Thursday, May 16, 2013



It is common ground now that the Australian Beef Cattle Industry is in crisis with cattle producers burdened with an unsustainable level of debt and falling property values receiving record or near record low prices in real terms for their cattle, with many facing forced sale of their assets.

Historical Context of the Current Cattle Crisis

Many, including HuntBlog have compared current cattle prices with 1974 cattle prices, but unlike 1974, there is plenty of US beef quota available to Australian exporters at the moment.

Further, China (which was not in the market in 1974) has been buying significant quantities of Australian beef at export prices, despite being restrained by the strength of the Australian dollar.

So, (unlike the situation in 1974), more beef could be exported today if it could be processed but in 2013 (unlike 1974) there is no capacity to slaughter the cattle and process the beef in Australia.

Again in sharp contrast to 1974, Australia's beef abattoir industry is now dominated by three large conglomerates and Australia's beef retail market is dominated by a Supermarket duopoly.

In in 1974, in the absence of viable export markets and with most of the production being dumped onto the domestic market the price of beef crashed on the domestic retail market and domestic beef consumption soared to 70 kg per person.

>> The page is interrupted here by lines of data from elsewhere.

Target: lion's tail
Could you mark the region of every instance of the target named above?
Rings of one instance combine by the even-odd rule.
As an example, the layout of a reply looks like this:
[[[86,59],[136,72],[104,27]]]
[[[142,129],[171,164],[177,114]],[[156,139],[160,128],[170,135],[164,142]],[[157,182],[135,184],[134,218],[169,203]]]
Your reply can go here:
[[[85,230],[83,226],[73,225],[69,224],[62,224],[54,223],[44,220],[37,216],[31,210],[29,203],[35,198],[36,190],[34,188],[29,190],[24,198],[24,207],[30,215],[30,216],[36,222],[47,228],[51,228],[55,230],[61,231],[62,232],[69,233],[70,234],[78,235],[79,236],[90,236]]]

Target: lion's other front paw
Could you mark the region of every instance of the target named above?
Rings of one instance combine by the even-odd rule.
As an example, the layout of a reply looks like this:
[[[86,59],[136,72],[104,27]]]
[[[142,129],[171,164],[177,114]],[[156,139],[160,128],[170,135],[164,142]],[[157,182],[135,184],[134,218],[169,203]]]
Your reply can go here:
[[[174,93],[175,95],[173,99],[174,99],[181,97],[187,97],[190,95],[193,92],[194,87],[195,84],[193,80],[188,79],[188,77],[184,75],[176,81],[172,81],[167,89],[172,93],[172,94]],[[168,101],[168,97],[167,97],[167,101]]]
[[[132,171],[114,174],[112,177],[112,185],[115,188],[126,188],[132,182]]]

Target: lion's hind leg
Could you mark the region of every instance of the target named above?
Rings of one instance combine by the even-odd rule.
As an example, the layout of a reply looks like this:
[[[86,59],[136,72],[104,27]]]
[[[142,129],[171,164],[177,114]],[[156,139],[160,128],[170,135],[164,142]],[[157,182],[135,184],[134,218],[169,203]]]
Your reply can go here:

Conversely, in 2013 export beef prices remain relatively high with the price of beef on the retail shelves essentially unaltered and MLA forecasts that domestic beef consumption will fall to a little over 31 kilograms per person.

Causes of the Problem

Many have formed the view that the Australian cattle industry has become structurally unsustainable and uncompetitive as a consequence of the convergence of a number of overlapping organisational and Government policy factors in a relatively small economy with an increasing number of non-competitive duopoly and oligopoly market structures. 

These converging factors include:
  • the uncompetitive burden of Government influenced costs and charges on Australian producers; coupled with
  • export tariff barriers that are higher than barriers imposed upon our overseas competitors; plus
  • sharply lower farm subsidies paid to Australian farmers than their United States, Brazilian and EU counterparts; plus
  • the high cost of meat processing in Australia compared to those in competitor countries such as the US and Brazil; and
  • the lack of attention given to the Australian domestic meat market with a falling per capita consumption; with
  • Australian cattle producers receiving little more than half of the retail beef dollar that their American counterparts receive; and
  • the relatively high value of the Australian dollar in recent years as a consequence of the mining boom; and
  • the recent uncompetitively high Australian interest rates; plus
  • the current drought conditions besetting much of rural Australia; and
  • the debt crisis crippling Australian beef industry and rural Australia as a consequence of the uncompetitive costs burdens and disadvantages referred to above; and
  • dysfunctinal industry organisational structures and cash strapped State Farm Organisation based Peak Councils which are at a government representative level, structurally disconnected and unresponsive to their grass roots and do not provide the seamless interaction between policy setting and policy delivery needed in the 21st Century. 
The disadvantage flowing to Australian cattle producers in comparison to their overseas counterparts that flow from this perfect storm convergence of overlapping factors can be measured in billions of dollars, or in hundreds of dollars per head for each beast slaughtered in Australia. 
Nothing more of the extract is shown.